Your job: construct a complete truth table for the elevator controller.
It is not necessary to draw the logic here; the truth table is sufficient.
Hint: What information does the controller need in order to output the floor
to go to?
Hint: How many input bits will that require.
Hint: How many output bits will the controller have to supply.
We want to make a state machine for the scoreboard of the Texas vs. Oklahoma Football game. The following information is required to determine the state of the game:
1. Score: 0 to 99 points for each team
2. Down: 1, 2, 3, or 4
3. Yards to gain: 0 to 99
4. Quarter: 1, 2, 3, 4
5. Yardline: any number from Home 0 to Home 49, Visitor 0 to Visitor 49, 50
6. Possesion: Home, Visitor
7. Time remaining: any number from 0:00 to 15:00, where m:s (minutes, seconds)
(a) What is the minimum number of bits that we need to use to store the state required?
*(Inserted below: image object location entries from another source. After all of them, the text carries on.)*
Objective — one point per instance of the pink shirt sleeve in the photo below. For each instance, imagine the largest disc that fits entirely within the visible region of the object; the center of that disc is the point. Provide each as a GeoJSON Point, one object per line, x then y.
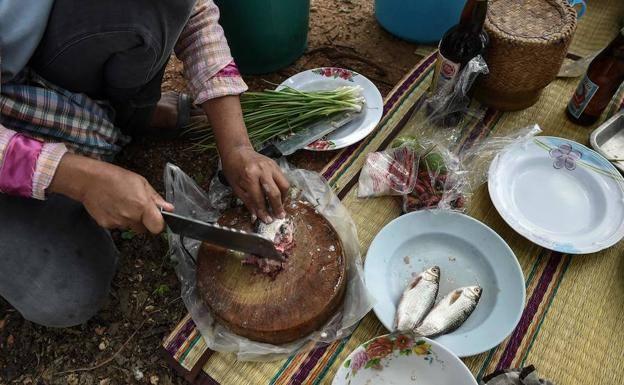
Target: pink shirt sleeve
{"type": "Point", "coordinates": [27, 165]}
{"type": "Point", "coordinates": [208, 64]}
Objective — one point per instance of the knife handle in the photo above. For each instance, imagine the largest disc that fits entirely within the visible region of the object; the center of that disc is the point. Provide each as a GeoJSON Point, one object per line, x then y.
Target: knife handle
{"type": "Point", "coordinates": [271, 151]}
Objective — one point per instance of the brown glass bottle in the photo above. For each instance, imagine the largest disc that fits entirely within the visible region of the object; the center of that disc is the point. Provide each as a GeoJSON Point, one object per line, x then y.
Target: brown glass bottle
{"type": "Point", "coordinates": [461, 43]}
{"type": "Point", "coordinates": [604, 76]}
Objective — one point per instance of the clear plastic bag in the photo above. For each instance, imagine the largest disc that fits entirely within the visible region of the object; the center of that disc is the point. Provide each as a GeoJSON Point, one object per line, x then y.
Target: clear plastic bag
{"type": "Point", "coordinates": [575, 68]}
{"type": "Point", "coordinates": [445, 114]}
{"type": "Point", "coordinates": [191, 200]}
{"type": "Point", "coordinates": [427, 166]}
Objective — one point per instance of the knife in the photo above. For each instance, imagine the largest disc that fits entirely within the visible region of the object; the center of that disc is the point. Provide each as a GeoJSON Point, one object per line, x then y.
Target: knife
{"type": "Point", "coordinates": [227, 237]}
{"type": "Point", "coordinates": [306, 136]}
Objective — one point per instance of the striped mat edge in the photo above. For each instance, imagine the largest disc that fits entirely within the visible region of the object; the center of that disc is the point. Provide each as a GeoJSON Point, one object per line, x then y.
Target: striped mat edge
{"type": "Point", "coordinates": [546, 273]}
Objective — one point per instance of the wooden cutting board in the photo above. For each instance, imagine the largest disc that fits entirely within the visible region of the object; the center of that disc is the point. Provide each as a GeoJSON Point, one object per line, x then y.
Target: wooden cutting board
{"type": "Point", "coordinates": [298, 301]}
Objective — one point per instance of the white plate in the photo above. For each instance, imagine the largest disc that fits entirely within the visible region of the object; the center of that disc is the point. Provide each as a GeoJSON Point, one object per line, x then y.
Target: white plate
{"type": "Point", "coordinates": [559, 194]}
{"type": "Point", "coordinates": [468, 253]}
{"type": "Point", "coordinates": [329, 78]}
{"type": "Point", "coordinates": [405, 360]}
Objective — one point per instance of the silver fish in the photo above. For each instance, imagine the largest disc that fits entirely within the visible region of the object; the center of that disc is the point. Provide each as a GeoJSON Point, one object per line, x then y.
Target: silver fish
{"type": "Point", "coordinates": [417, 299]}
{"type": "Point", "coordinates": [450, 312]}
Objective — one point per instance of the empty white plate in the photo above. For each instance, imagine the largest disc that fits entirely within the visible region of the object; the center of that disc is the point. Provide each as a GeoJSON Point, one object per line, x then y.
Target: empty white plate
{"type": "Point", "coordinates": [329, 78]}
{"type": "Point", "coordinates": [559, 194]}
{"type": "Point", "coordinates": [468, 253]}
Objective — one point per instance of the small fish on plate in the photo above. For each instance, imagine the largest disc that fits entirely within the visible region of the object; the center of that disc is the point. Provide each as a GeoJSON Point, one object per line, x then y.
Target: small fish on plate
{"type": "Point", "coordinates": [451, 312]}
{"type": "Point", "coordinates": [417, 299]}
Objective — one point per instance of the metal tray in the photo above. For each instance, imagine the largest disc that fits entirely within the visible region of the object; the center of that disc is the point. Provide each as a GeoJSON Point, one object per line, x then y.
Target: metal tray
{"type": "Point", "coordinates": [608, 139]}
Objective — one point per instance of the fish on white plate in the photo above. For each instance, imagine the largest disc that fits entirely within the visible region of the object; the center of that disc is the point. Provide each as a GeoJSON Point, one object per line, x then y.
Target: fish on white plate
{"type": "Point", "coordinates": [417, 299]}
{"type": "Point", "coordinates": [451, 312]}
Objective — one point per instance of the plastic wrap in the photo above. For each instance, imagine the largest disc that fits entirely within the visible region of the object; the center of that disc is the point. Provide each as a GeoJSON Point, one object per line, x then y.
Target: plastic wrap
{"type": "Point", "coordinates": [429, 175]}
{"type": "Point", "coordinates": [191, 200]}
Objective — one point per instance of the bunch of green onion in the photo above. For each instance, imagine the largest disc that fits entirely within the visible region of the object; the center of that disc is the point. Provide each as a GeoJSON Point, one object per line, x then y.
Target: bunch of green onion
{"type": "Point", "coordinates": [270, 114]}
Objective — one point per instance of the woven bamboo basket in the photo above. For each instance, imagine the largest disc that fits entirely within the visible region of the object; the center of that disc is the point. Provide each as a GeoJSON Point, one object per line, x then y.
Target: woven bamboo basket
{"type": "Point", "coordinates": [528, 41]}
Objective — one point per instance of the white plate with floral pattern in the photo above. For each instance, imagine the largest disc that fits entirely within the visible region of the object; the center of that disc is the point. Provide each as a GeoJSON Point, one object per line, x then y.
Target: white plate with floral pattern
{"type": "Point", "coordinates": [559, 194]}
{"type": "Point", "coordinates": [402, 359]}
{"type": "Point", "coordinates": [329, 78]}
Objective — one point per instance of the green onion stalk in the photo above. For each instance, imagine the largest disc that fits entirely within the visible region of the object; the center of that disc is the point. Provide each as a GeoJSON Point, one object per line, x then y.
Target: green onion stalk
{"type": "Point", "coordinates": [271, 114]}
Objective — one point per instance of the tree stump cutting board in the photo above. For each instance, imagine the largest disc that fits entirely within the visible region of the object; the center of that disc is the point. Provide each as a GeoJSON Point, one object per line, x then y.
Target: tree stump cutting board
{"type": "Point", "coordinates": [298, 301]}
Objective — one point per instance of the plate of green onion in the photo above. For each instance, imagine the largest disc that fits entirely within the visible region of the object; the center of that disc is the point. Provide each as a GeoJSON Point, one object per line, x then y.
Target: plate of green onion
{"type": "Point", "coordinates": [349, 91]}
{"type": "Point", "coordinates": [301, 101]}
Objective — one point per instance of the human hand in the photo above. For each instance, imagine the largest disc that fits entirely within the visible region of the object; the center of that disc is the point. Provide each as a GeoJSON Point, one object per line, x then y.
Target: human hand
{"type": "Point", "coordinates": [254, 178]}
{"type": "Point", "coordinates": [113, 196]}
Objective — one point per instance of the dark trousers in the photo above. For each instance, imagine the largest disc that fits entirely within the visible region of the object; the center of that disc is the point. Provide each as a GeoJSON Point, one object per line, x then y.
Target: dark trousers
{"type": "Point", "coordinates": [56, 264]}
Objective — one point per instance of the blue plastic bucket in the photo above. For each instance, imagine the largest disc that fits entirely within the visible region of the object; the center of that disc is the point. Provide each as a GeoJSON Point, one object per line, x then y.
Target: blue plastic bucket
{"type": "Point", "coordinates": [420, 21]}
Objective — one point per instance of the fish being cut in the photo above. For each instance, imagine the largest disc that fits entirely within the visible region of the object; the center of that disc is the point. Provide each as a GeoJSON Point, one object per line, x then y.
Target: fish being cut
{"type": "Point", "coordinates": [417, 299]}
{"type": "Point", "coordinates": [452, 311]}
{"type": "Point", "coordinates": [281, 232]}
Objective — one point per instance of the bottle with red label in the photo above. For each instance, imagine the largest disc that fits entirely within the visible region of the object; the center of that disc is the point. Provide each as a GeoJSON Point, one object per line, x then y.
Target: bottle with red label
{"type": "Point", "coordinates": [604, 76]}
{"type": "Point", "coordinates": [460, 44]}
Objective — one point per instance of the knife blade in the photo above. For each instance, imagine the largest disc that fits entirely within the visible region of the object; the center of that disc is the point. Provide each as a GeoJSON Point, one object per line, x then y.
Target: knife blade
{"type": "Point", "coordinates": [223, 236]}
{"type": "Point", "coordinates": [306, 136]}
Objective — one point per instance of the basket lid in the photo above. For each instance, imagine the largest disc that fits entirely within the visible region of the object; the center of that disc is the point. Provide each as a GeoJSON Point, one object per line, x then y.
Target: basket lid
{"type": "Point", "coordinates": [543, 20]}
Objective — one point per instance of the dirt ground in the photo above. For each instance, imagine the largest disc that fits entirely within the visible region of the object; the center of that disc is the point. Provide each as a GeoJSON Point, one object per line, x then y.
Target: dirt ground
{"type": "Point", "coordinates": [120, 344]}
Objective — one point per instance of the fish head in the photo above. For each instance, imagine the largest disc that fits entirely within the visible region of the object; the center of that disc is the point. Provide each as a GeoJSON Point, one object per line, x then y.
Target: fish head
{"type": "Point", "coordinates": [432, 274]}
{"type": "Point", "coordinates": [473, 292]}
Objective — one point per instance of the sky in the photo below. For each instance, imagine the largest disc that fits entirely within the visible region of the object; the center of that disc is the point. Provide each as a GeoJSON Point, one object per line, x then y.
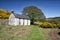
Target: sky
{"type": "Point", "coordinates": [50, 8]}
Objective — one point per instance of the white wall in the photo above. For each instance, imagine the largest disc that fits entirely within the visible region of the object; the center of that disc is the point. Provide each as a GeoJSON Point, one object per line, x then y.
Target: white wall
{"type": "Point", "coordinates": [16, 21]}
{"type": "Point", "coordinates": [25, 22]}
{"type": "Point", "coordinates": [21, 21]}
{"type": "Point", "coordinates": [28, 22]}
{"type": "Point", "coordinates": [11, 19]}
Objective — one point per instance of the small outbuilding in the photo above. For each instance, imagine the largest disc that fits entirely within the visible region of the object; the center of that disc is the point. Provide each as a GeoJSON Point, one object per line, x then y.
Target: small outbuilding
{"type": "Point", "coordinates": [16, 19]}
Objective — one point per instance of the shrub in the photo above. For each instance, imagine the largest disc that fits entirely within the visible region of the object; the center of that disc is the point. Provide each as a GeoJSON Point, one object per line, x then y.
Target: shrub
{"type": "Point", "coordinates": [58, 25]}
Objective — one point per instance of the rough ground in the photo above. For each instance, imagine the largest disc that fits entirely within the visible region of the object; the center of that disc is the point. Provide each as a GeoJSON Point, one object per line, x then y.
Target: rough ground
{"type": "Point", "coordinates": [51, 33]}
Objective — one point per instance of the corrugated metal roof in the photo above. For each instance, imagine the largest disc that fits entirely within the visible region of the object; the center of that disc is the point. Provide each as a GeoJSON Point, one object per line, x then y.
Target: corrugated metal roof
{"type": "Point", "coordinates": [21, 16]}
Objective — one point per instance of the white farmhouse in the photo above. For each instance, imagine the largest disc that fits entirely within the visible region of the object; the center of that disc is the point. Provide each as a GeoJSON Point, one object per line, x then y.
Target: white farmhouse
{"type": "Point", "coordinates": [16, 19]}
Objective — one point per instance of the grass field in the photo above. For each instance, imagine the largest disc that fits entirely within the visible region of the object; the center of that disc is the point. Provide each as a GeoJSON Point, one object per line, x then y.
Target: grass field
{"type": "Point", "coordinates": [21, 33]}
{"type": "Point", "coordinates": [32, 32]}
(b) Suppose we make a separate logic circuit for each of the seven elements on the scoreboard, how many bits would it then take to store the state of the scoreboard?
(c) Why might the method of part b be a better way to specify the state than the method of part a?
Shown below is a partially completed state diagram of a finite state machine that takes an input string of H (heads) ant T (tails) and produces an output of 1 every time the string HTHH occurs.
- Complete the state diagram of the finite state machine that will do this for any input sequence of any length
- If this state machine is implemented with a sequential logic circuit how many state variables will be needed?
A logic circuit consisting of 6 gated D latches and 1 inverter is shown below:
Let the state of the circuit be defined by the state of the 6 D latches.
Assume initially the state is 000000 and clk starts at the point labeled t0.
Question: What is the state after 50 cyles. How many cycles does it take
for a specific state to show up again?
If a particular computer has 8 byte addressability and a 4 bit address space,
how many bytes of memory does that computer have?